The overall goal of participating in exercises is to gain an objective assessment of capabilities so that gaps, deficiencies, and vulnerabilities can be addressed prior to a real incident. Well-designed and well-executed exercises are the most effective means of:
- assessing and validating policies, plans, procedures, training, equipment,
- assumptions, and interagency agreements;
- clarifying roles and responsibilities;
- improving interagency coordination and communications;
- identifying gaps in resources;
- measuring performance; and
- identifying opportunities for improvement.
The State of New Mexico uses the Homeland Security Exercise and Evaluation Program (HSEEP) as the methodology for designing, developing, conducting and evaluating exercises. The HSEEP is a capabilities- and performance-based exercise program that provides a standardized policy, methodology, and terminology for exercise design, development, conduct, evaluation, and improvement planning. New Mexico’s HSEEP Matrix identifies the documents and submission timeline necessary for achieving HSEEP compliance.

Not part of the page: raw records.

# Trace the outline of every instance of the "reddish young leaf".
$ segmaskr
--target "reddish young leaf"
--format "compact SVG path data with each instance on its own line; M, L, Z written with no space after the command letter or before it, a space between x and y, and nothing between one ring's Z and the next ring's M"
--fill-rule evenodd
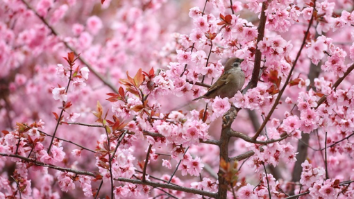
M233 20L233 16L230 15L225 16L225 21L230 25L231 25L231 20Z
M9 133L10 133L10 132L8 132L8 131L7 131L7 130L3 130L1 131L1 132L3 134L3 135L8 135L8 134L9 134Z
M144 82L144 76L142 75L142 69L139 69L135 76L134 77L134 83L138 88Z
M70 62L69 64L71 64L74 62L75 58L75 55L74 54L74 52L67 53L67 59L69 62Z
M119 89L118 89L118 93L120 94L122 98L124 98L126 94L122 87L120 87Z
M321 94L321 93L316 93L316 95L318 96L319 97L321 98L324 96L323 94Z
M58 119L59 119L59 116L58 116L58 114L56 112L52 112L54 116L56 116L56 120L58 121Z
M106 95L111 96L106 99L110 102L116 102L116 101L119 101L119 99L121 99L119 95L116 94L115 93L108 93L108 94L106 94Z
M140 112L143 108L144 108L144 105L137 105L136 106L133 107L131 110L135 111L135 112Z
M64 109L69 108L72 105L72 103L71 101L68 101L64 107Z
M298 85L298 83L300 83L300 81L301 81L301 79L300 78L296 78L294 80L290 80L290 82L289 83L289 85L292 87L292 86L294 86L294 85Z

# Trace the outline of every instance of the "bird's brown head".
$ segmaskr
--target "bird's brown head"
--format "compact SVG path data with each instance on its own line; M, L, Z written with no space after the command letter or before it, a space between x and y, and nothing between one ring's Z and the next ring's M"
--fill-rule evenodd
M224 71L227 71L233 67L239 67L239 64L244 61L244 59L240 59L237 58L232 58L228 59L225 64Z

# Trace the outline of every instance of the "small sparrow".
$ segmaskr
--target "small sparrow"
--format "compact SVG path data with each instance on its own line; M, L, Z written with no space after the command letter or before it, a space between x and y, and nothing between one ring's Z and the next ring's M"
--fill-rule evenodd
M243 60L237 58L230 58L225 64L224 73L211 86L206 94L193 101L200 98L214 98L217 96L220 98L233 97L244 84L244 73L239 67Z

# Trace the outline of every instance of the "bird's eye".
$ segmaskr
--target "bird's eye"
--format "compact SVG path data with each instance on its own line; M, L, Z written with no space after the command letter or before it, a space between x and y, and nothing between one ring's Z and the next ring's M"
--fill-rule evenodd
M233 67L236 67L237 68L238 67L239 67L239 62L233 62Z

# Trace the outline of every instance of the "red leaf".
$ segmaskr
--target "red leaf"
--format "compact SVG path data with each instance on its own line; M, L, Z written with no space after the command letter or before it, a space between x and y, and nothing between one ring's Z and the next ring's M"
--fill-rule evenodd
M233 16L230 15L225 16L225 21L228 24L231 24L231 20L233 19Z
M324 96L323 94L321 94L321 93L316 93L316 95L318 96L319 97L321 98L322 96Z
M1 132L3 134L3 135L8 135L8 134L9 134L9 133L10 133L10 132L8 132L8 131L7 131L7 130L3 130L1 131Z
M149 71L149 74L151 77L155 76L155 71L154 71L154 70L153 70L153 67L151 67L151 69L150 69L150 71Z
M221 13L220 13L219 17L220 17L220 19L221 19L221 20L225 21L225 17L224 17L224 15L221 15Z
M134 83L135 86L139 87L144 82L144 76L142 75L142 69L139 69L135 76L134 77Z
M72 105L72 103L71 101L68 101L67 104L65 105L65 109L69 108Z
M298 85L301 80L300 78L296 78L294 80L291 80L289 84L290 85L290 86L297 85Z
M74 54L74 52L67 53L67 59L70 62L70 63L74 62L74 60L75 58L75 55Z
M226 24L226 23L225 21L221 21L217 23L217 24L219 25L219 26L222 26L222 25Z
M52 112L52 113L56 116L56 120L58 121L58 119L59 119L59 116L58 116L58 114L56 114L56 112Z

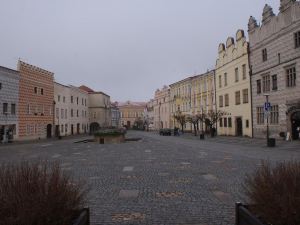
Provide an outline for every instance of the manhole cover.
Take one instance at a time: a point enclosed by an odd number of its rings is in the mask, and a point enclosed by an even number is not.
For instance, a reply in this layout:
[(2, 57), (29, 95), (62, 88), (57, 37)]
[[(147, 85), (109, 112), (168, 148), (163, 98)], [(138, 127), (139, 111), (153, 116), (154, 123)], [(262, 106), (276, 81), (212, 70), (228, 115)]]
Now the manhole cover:
[(182, 196), (183, 193), (179, 191), (174, 191), (174, 192), (157, 192), (156, 197), (158, 198), (176, 198)]
[(192, 182), (191, 178), (179, 178), (176, 180), (171, 180), (171, 184), (190, 184)]
[(142, 221), (145, 219), (145, 214), (142, 213), (116, 213), (112, 216), (113, 222), (130, 222), (130, 221)]

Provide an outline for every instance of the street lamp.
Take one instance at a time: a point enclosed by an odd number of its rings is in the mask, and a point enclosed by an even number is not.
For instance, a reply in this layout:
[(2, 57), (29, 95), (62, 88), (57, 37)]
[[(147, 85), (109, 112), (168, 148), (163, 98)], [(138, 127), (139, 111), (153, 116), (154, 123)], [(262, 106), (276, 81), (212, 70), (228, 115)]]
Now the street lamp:
[(267, 146), (269, 146), (269, 96), (270, 94), (266, 93), (264, 94), (264, 96), (266, 97), (266, 104), (265, 104), (265, 111), (267, 114)]

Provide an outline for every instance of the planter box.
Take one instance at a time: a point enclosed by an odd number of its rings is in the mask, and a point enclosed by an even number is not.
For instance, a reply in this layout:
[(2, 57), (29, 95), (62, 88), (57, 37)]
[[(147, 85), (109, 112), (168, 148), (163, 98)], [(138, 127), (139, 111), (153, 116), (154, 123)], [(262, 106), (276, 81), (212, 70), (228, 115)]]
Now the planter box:
[(125, 142), (125, 135), (97, 135), (95, 136), (95, 142), (99, 144), (115, 144)]
[(84, 208), (77, 219), (74, 220), (72, 225), (90, 225), (90, 210)]
[(266, 225), (255, 217), (242, 203), (235, 204), (235, 225)]

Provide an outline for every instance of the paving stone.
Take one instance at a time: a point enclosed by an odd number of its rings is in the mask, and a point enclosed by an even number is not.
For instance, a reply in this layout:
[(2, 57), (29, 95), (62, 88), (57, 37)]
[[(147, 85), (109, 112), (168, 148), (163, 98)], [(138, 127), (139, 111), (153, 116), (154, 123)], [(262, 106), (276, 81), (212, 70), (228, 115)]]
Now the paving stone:
[(131, 171), (133, 171), (133, 166), (125, 166), (123, 168), (123, 172), (131, 172)]
[(138, 195), (138, 190), (121, 190), (119, 192), (119, 198), (137, 198)]
[(217, 180), (218, 178), (213, 174), (204, 174), (202, 177), (206, 180)]

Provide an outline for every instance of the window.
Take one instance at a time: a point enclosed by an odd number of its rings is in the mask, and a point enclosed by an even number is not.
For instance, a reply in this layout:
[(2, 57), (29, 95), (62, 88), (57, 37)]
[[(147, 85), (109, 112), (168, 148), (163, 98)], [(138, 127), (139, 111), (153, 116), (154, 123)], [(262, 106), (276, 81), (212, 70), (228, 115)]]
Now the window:
[(225, 106), (229, 106), (229, 94), (225, 94)]
[(246, 128), (249, 128), (249, 120), (246, 120)]
[(235, 82), (238, 82), (239, 81), (239, 68), (235, 68), (234, 73), (235, 73)]
[(246, 78), (247, 78), (247, 70), (246, 70), (246, 64), (244, 64), (243, 66), (242, 66), (242, 68), (243, 68), (243, 80), (246, 80)]
[(231, 117), (228, 118), (228, 127), (232, 127), (232, 119), (231, 119)]
[(300, 31), (296, 32), (294, 34), (295, 37), (295, 48), (299, 48), (300, 47)]
[(270, 91), (270, 75), (264, 75), (263, 77), (263, 92)]
[(11, 115), (16, 115), (16, 104), (11, 104)]
[(223, 96), (219, 96), (219, 107), (223, 107)]
[(264, 107), (256, 107), (256, 120), (257, 124), (264, 124)]
[(267, 61), (268, 60), (268, 53), (267, 53), (267, 49), (264, 48), (262, 50), (262, 59), (263, 59), (263, 62)]
[(296, 86), (296, 67), (291, 67), (286, 70), (286, 86)]
[(249, 99), (248, 99), (248, 89), (244, 89), (243, 90), (243, 103), (248, 103)]
[(278, 121), (279, 121), (278, 105), (273, 105), (271, 106), (271, 111), (270, 111), (270, 123), (278, 124)]
[(261, 94), (261, 80), (256, 81), (256, 93)]
[(241, 92), (240, 91), (235, 92), (235, 104), (236, 105), (241, 104)]
[(277, 75), (272, 76), (272, 90), (276, 91), (277, 90)]
[(7, 114), (7, 113), (8, 113), (8, 104), (3, 103), (3, 114)]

The HSEEP methodology is based on a Multi-Year Training and Exercise Plan which is developed/reviewed/revised at a yearly Training and Exercise Planning Workshop. The multi-year plan uses a progressive approach in which training and exercise activities focus on increasing competency in specific capabilities by escalating exercise complexity. Exercise types include Seminars, Workshop, Tabletop, Drill, Games, Functional and Full-Scale Exercises.